4. A video surveillance device for storing fireworks and firecrackers according to claim 3, characterized in that: The backup battery (10) is electrically connected to the smoke sensor (7) and the internal controller of the camera body (8).

5. A video surveillance device for storing fireworks and firecrackers according to claim 1, 2, or 4, characterized in that: The upper surface of the second explosion-proof plate (4) is fixedly connected to an audible and visual alarm (5) that is electrically connected to the backup battery (10).

6. A video surveillance device for storing fireworks and firecrackers according to claim 3, characterized in that: The upper surface of the second explosion-proof plate (4) is fixedly connected to an audible and visual alarm (5) that is electrically connected to the backup battery (10).
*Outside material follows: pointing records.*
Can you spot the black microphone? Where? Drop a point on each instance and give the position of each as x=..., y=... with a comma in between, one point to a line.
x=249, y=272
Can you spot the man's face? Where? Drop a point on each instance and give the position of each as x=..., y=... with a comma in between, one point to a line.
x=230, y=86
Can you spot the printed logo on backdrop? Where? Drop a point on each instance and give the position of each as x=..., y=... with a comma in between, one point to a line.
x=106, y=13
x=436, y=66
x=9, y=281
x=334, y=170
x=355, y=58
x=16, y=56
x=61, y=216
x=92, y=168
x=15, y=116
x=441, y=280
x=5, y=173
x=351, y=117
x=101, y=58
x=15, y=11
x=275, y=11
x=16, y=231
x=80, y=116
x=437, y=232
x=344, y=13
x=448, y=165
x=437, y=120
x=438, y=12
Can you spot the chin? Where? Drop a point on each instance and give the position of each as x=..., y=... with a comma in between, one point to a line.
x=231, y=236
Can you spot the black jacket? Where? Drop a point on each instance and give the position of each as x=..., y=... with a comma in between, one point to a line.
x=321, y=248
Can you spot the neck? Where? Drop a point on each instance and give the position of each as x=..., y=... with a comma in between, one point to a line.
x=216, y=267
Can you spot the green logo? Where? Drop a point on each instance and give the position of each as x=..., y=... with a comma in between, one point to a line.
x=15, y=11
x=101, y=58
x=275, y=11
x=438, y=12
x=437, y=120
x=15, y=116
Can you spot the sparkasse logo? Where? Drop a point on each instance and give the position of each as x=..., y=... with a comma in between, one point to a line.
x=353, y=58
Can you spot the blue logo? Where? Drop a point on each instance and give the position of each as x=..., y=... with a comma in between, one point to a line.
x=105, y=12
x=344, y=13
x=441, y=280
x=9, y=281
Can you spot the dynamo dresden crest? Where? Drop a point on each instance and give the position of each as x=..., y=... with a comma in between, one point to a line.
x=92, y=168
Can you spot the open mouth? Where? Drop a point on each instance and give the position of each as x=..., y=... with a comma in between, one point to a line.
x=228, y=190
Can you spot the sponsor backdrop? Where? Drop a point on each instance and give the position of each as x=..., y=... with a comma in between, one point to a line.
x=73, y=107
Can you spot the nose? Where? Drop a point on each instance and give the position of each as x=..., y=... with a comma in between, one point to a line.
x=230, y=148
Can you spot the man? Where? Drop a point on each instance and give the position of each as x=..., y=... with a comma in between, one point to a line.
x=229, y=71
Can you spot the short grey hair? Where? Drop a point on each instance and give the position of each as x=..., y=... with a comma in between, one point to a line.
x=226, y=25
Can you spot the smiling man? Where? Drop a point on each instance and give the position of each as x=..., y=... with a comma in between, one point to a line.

7. A video surveillance device for storing fireworks and firecrackers according to claim 1, 2, 4 or 6, characterized in that: The first explosion-proof plate (3) and the second explosion-proof plate (4) are both fixedly connected to explosion-proof glass (6) at the end near the lens of the camera body (8). The two explosion-proof glass (6) are located directly in front of the lens of the camera body (8).

8. A video surveillance device for storing fireworks and firecrackers according to claim 3, characterized in that: The first explosion-proof plate (3) and the second explosion-proof plate (4) are both fixedly connected to explosion-proof glass (6) at the end near the lens of the camera body (8). The two explosion-proof glass (6) are located directly in front of the lens of the camera body (8).

9. A video surveillance device for storing fireworks and firecrackers according to claim 5, characterized in that: The first explosion-proof plate (3) and the second explosion-proof plate (4) are both fixedly connected to explosion-proof glass (6) at the end near the lens of the camera body (8). The two explosion-proof glass (6) are located directly in front of the lens of the camera body (8).